The growing interest in geothermal energy applications is part of the national transition to renewable and decarbonized energy sources. Due to the geologic settings of the state of Nevada, geothermal energy is an economically important area of interest (that also aligns with national reduced carbon emissions goals). The primary challenge in many geothermal fields is how to enhance the permeability of the field, primarily via small aperture fractures for improved heat exchange. In this proposal, however, we seek to address an important and different situation where the geothermal field is dominated by a few large fractures that reduce fluid residence time and limit heat exchange with the geothermal rock surfaces. Proposed permeability reduction methods have relied on injection of silicate gels or heat responsive polymer microbeads, both have shown certain promise for modifying small fracture apertures but are not suitable for large and dominant fractures we seek to block in this project. The primary objectives of the proposal are to synthesize and test heat resistance and closed-cell epoxy resin foam that will be transported, foam and cure in target high permeability fractures to block short-circuiting fluid pathway towards improving geothermal heat extraction efficiency.
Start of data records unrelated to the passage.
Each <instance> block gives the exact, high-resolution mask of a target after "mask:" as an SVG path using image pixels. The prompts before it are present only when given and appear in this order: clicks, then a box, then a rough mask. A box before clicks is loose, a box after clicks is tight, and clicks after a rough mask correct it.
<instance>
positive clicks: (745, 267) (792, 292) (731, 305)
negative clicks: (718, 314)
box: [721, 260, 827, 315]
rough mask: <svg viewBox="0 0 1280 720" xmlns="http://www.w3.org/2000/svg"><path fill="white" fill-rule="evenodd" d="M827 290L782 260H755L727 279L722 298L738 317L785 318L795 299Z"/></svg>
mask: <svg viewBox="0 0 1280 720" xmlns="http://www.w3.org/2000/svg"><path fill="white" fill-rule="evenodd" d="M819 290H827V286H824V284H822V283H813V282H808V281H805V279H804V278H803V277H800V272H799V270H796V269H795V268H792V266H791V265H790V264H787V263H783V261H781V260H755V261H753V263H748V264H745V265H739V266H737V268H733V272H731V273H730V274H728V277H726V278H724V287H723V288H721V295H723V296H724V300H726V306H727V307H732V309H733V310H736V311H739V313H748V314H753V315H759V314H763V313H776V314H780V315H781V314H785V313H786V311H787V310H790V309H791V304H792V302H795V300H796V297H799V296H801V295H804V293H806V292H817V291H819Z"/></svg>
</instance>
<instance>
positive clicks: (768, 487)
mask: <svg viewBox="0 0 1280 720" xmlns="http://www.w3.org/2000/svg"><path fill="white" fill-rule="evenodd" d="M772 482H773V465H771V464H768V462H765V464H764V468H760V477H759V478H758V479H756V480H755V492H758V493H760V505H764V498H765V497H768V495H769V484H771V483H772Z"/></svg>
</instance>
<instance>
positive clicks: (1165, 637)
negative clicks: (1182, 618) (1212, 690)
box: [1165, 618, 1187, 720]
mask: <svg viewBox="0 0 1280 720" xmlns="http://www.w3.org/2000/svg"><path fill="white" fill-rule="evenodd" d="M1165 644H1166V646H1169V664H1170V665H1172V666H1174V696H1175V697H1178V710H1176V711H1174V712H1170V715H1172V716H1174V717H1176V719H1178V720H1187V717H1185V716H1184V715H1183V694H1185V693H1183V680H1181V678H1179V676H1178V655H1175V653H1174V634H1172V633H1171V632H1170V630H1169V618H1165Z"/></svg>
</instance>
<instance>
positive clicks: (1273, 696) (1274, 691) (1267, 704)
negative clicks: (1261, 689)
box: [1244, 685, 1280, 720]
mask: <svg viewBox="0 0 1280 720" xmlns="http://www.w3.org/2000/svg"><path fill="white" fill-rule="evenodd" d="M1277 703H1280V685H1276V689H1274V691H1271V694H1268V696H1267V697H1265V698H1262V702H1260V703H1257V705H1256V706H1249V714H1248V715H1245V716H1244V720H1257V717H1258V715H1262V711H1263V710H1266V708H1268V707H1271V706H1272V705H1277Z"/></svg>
The proposal outlines a multidisciplinary effort that involve synthesis of resin and chemical foaming agent (CO₂) and its rheological characterization in simple geometries and parallel-plate rheometer under different thermal regimes. In parallel, we will implement extensive modifications of a leading fracture network transport model (dfnWorks and PFLOTRAN) to consider the special physics of foam with its non-Newtonian transport with special attention to proposed resin and polymer foam behavior within in fracture networks under thermal regimes expected in geothermal fields. The project will construct and use laboratory benchtop 2-D glass fracture networks with built-in temperature control to test in-situ foaming and curing within the visualizable fractured network under a range of temperatures (within low enthalpy scenarios). Information from resin and foam characterization and benchtop transport experiments will be used to tune the modified model (Foam-dfn) towards applications at the Enhanced Geothermal System (EGS) scale for scenario generation under realistic boundary conditions.